Today we flew to Manado! We had to fly from Jogjakarta to Jakarta before connecting to fly to Sulawesi, so the trip took almost the entire day.
The flight from Jakarta to Manado was fairly empty, so we all got to sit in more than one seat, which was fantastic since domestic flights in Indonesia have significantly less space than both international flights and American domestic flights.
By the time we landed in Manado, it was evening already.
The next morning was spent touring the SDH and SLH schools in Tomohon, a region near Manado. Originally, both schools were not thriving and approached Lippo Group about taking over the schools. Now, a year and a half later, the schools have been renovated and have gained many more students.
One of the classrooms we visitedUnlike the SDH and SLH schools in the metro-Jakarta area, schools in Manado are faced with an additional barrier in education. While most students in a Jakarta school would speak Bahasa Indonesia as their primary home language, students in the Manado area schools would have grown up primarily speaking a regional dialect in their homes. Because many of the teachers in SDH and SLH schools primarily speak Bahasa Indonesia and English, they need to learn the dialect before they can best teach their students the national language, as well as before they can begin to teach their students English.
After school visits, we changed our clothes and walked the Villa de la Rosa, a pathway similar to the stations of the cross. The path led us up to the top of a large hill, and provided us with an astonishing view of one of Tomohon's volcanoes.
View of the Volcano
Lunch was eaten at Sulawesi's largest lake, a beautiful area surrounded by mountains. From our spot, we watched the fog and clouds roll over the lake, bringing both a cool breeze and some rain. At this meal, many of us adventurously tried the baked fish, which is considered to be a regional specialty. Another regional specialty is bat, as well as dog, but none of us ate any of those "foods." :)
After lunch, we headed to a sulpher lake that shifted colors depending on the time of day. It was raining, so we stayed inside a very small cafe on the shore to drink coffee and nibble on bangket and fried bananas.

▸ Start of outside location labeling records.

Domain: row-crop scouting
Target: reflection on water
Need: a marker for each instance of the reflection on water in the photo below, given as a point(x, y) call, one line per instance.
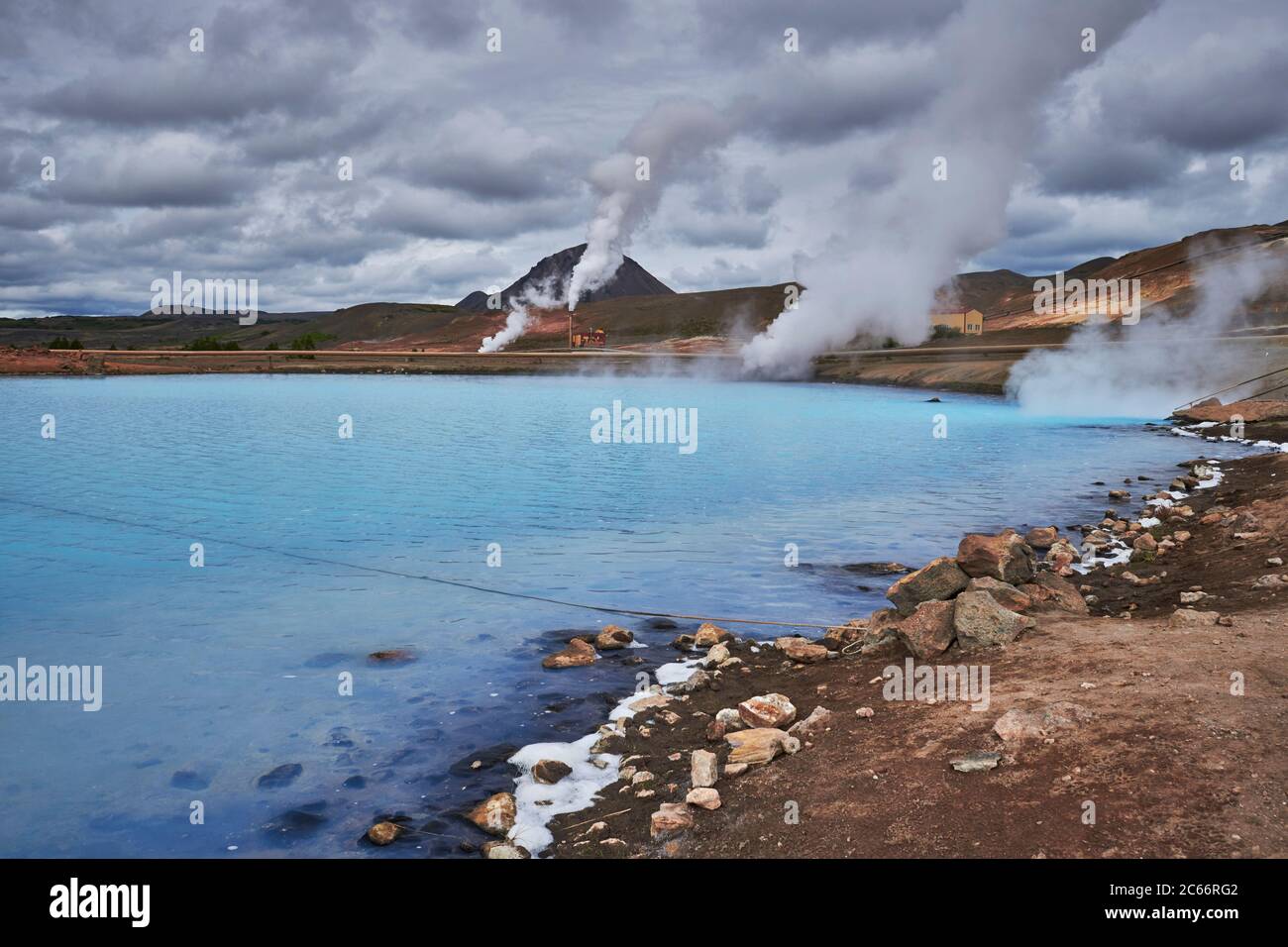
point(223, 684)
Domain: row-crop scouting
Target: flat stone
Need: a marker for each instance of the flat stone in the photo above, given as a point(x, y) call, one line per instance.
point(977, 761)
point(802, 650)
point(703, 797)
point(767, 710)
point(671, 818)
point(760, 745)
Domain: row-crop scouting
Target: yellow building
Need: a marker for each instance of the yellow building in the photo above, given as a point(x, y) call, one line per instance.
point(965, 321)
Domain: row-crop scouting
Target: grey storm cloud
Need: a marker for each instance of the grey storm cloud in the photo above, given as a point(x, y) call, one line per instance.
point(468, 165)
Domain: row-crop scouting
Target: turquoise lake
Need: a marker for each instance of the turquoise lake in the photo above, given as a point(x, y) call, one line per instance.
point(215, 676)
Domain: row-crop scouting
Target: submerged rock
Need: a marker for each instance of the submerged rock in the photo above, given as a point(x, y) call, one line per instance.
point(279, 776)
point(840, 635)
point(189, 780)
point(709, 634)
point(494, 814)
point(613, 638)
point(576, 655)
point(1042, 536)
point(503, 849)
point(393, 656)
point(384, 832)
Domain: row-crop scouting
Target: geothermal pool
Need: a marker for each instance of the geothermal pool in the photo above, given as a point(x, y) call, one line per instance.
point(217, 676)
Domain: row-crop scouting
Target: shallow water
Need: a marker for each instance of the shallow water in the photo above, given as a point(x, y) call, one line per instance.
point(213, 677)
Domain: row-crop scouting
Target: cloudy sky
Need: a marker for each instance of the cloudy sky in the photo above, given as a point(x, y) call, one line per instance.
point(469, 165)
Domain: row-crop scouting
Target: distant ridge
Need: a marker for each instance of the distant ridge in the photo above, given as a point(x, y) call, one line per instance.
point(554, 270)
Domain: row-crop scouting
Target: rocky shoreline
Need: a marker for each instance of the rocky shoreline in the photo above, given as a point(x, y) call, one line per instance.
point(734, 718)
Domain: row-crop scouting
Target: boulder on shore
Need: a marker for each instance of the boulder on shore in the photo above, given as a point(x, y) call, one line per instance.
point(703, 768)
point(1050, 590)
point(881, 637)
point(670, 818)
point(980, 622)
point(840, 635)
point(576, 655)
point(812, 725)
point(928, 630)
point(703, 797)
point(549, 772)
point(1033, 724)
point(802, 650)
point(938, 579)
point(709, 634)
point(1004, 592)
point(1192, 617)
point(767, 710)
point(1005, 557)
point(760, 745)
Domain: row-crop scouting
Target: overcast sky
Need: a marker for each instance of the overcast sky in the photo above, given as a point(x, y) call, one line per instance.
point(471, 165)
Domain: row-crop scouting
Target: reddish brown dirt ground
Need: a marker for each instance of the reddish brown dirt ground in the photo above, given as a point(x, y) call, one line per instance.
point(1175, 763)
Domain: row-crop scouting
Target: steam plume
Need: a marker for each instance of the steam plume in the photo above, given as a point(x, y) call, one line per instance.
point(1164, 361)
point(1001, 60)
point(519, 317)
point(669, 136)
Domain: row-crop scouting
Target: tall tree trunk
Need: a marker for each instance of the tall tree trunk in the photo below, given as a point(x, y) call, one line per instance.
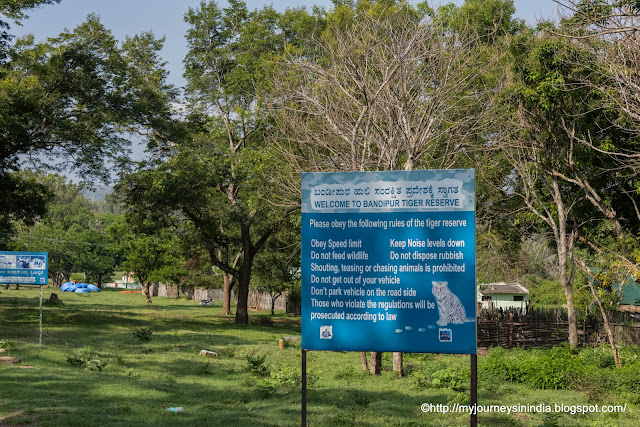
point(363, 360)
point(397, 363)
point(607, 327)
point(562, 245)
point(145, 290)
point(242, 315)
point(226, 297)
point(376, 363)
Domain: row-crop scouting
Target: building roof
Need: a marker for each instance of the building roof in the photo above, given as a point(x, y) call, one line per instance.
point(504, 288)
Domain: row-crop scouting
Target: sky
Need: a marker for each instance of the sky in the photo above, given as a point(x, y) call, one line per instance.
point(165, 19)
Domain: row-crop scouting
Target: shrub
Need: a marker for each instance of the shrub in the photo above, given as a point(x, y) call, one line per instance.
point(292, 377)
point(88, 359)
point(142, 334)
point(257, 364)
point(8, 345)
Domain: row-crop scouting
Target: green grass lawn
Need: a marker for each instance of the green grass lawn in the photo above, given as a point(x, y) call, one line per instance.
point(143, 378)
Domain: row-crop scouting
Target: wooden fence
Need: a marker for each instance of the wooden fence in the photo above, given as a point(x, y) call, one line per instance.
point(549, 327)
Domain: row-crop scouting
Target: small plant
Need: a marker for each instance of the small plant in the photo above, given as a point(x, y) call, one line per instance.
point(292, 377)
point(256, 364)
point(262, 321)
point(8, 345)
point(143, 334)
point(88, 359)
point(207, 369)
point(265, 389)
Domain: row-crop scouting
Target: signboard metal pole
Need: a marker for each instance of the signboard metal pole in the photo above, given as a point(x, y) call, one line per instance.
point(25, 268)
point(304, 388)
point(474, 389)
point(40, 341)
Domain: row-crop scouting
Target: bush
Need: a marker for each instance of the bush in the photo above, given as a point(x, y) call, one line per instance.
point(257, 364)
point(143, 334)
point(88, 359)
point(8, 345)
point(292, 377)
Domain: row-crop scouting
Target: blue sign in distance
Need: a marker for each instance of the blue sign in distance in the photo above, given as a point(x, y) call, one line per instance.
point(28, 268)
point(388, 261)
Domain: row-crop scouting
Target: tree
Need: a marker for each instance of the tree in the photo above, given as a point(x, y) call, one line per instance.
point(73, 235)
point(218, 176)
point(563, 182)
point(277, 267)
point(150, 250)
point(386, 87)
point(67, 103)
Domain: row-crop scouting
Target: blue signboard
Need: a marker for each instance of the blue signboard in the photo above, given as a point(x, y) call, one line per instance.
point(388, 261)
point(28, 268)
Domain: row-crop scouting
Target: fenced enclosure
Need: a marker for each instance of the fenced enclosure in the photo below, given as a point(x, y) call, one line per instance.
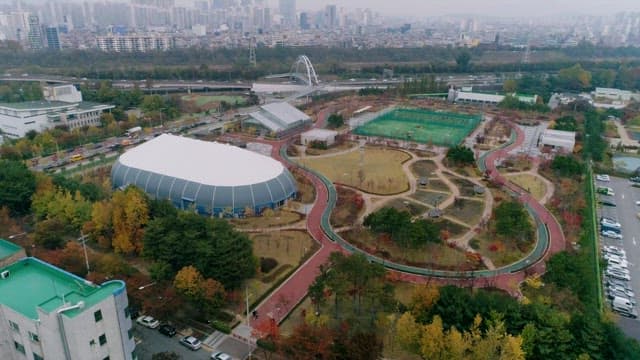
point(421, 125)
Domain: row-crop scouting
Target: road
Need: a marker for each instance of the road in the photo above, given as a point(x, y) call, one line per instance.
point(626, 212)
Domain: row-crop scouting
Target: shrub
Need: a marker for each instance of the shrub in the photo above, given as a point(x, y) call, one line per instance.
point(267, 264)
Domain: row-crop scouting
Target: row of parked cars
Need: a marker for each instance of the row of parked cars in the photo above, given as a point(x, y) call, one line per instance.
point(190, 342)
point(617, 276)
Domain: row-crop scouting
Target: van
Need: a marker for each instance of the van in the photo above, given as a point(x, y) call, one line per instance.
point(621, 303)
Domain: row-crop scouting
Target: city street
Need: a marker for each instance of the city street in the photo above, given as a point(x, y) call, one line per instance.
point(626, 212)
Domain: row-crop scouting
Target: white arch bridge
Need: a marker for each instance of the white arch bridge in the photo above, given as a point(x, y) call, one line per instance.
point(301, 70)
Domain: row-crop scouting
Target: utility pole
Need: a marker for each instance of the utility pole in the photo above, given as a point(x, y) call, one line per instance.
point(252, 52)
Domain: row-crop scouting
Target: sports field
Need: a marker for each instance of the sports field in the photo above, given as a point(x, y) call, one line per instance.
point(423, 126)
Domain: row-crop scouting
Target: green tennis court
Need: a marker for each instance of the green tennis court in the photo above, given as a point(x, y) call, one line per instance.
point(421, 125)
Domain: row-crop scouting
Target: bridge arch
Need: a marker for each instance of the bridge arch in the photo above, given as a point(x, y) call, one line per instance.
point(308, 75)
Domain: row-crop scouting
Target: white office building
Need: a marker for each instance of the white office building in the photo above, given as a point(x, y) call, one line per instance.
point(48, 313)
point(63, 106)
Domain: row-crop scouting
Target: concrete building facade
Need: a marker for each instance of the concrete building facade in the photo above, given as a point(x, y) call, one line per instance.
point(48, 313)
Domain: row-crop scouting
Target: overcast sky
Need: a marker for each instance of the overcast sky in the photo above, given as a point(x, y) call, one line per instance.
point(423, 8)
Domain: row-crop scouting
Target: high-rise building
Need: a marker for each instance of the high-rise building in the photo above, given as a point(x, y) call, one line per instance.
point(330, 16)
point(48, 313)
point(35, 33)
point(304, 21)
point(53, 37)
point(288, 12)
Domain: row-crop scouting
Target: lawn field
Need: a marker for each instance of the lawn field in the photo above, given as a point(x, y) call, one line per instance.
point(533, 184)
point(381, 169)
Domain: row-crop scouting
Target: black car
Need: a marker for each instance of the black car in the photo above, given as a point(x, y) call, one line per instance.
point(166, 329)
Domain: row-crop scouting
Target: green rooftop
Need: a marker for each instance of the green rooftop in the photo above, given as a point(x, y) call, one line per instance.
point(8, 248)
point(33, 283)
point(35, 105)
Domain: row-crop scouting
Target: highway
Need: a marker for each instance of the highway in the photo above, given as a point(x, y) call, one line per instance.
point(626, 212)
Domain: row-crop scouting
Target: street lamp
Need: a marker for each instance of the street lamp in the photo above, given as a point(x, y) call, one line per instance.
point(10, 237)
point(146, 286)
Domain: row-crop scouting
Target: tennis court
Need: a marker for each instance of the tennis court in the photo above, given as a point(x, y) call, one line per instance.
point(421, 125)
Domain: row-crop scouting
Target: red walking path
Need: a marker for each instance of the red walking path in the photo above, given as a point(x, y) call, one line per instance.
point(283, 300)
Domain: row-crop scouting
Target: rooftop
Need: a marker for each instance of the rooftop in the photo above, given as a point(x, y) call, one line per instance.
point(35, 105)
point(33, 284)
point(200, 161)
point(8, 248)
point(285, 112)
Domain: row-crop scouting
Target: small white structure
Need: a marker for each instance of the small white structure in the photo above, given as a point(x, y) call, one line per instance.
point(558, 139)
point(612, 94)
point(319, 135)
point(280, 118)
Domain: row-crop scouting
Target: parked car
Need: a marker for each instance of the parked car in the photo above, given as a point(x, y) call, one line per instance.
point(191, 342)
point(221, 356)
point(148, 321)
point(624, 311)
point(623, 290)
point(605, 221)
point(617, 275)
point(611, 234)
point(614, 250)
point(167, 330)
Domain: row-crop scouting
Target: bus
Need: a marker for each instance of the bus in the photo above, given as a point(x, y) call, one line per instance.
point(133, 132)
point(76, 157)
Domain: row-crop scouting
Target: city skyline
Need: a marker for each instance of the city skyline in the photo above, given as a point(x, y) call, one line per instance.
point(500, 8)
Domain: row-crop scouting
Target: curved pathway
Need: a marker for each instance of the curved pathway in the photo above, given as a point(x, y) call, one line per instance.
point(281, 301)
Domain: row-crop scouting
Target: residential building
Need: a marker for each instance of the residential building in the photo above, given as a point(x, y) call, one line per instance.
point(135, 43)
point(63, 106)
point(48, 313)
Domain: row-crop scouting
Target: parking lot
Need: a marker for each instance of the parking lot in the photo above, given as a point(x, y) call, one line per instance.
point(626, 212)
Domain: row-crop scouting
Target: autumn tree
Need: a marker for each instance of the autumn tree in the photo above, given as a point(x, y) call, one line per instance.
point(17, 185)
point(130, 215)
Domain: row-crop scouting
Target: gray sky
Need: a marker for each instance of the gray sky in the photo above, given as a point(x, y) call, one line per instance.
point(481, 7)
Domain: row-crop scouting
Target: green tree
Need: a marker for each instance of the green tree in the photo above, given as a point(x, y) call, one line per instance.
point(17, 185)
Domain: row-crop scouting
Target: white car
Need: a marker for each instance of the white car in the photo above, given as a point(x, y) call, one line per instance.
point(611, 234)
point(610, 223)
point(148, 321)
point(191, 342)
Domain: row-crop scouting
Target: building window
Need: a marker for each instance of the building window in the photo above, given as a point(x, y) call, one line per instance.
point(19, 347)
point(34, 337)
point(14, 326)
point(97, 315)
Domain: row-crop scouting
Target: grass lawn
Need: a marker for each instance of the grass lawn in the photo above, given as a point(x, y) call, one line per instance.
point(279, 218)
point(287, 247)
point(500, 252)
point(465, 186)
point(346, 211)
point(467, 211)
point(429, 197)
point(423, 168)
point(402, 204)
point(333, 149)
point(529, 182)
point(381, 170)
point(437, 256)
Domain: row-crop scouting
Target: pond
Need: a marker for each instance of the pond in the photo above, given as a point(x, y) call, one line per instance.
point(626, 163)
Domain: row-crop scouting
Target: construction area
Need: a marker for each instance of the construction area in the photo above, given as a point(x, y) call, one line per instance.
point(421, 125)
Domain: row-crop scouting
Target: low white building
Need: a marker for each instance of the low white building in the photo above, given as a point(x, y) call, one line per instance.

That evening, we toured Siloam Hospital and learned more about the healthcare system in Indonesia, how that impacts the services the hospital can provide, and how the hospital is working towards providing affordable healthcare.
As per usual, the 15th was another day filled to the brim with new experiences. It's incredible how much information we are provided with daily, and it definitely continues to be an incredible adventure.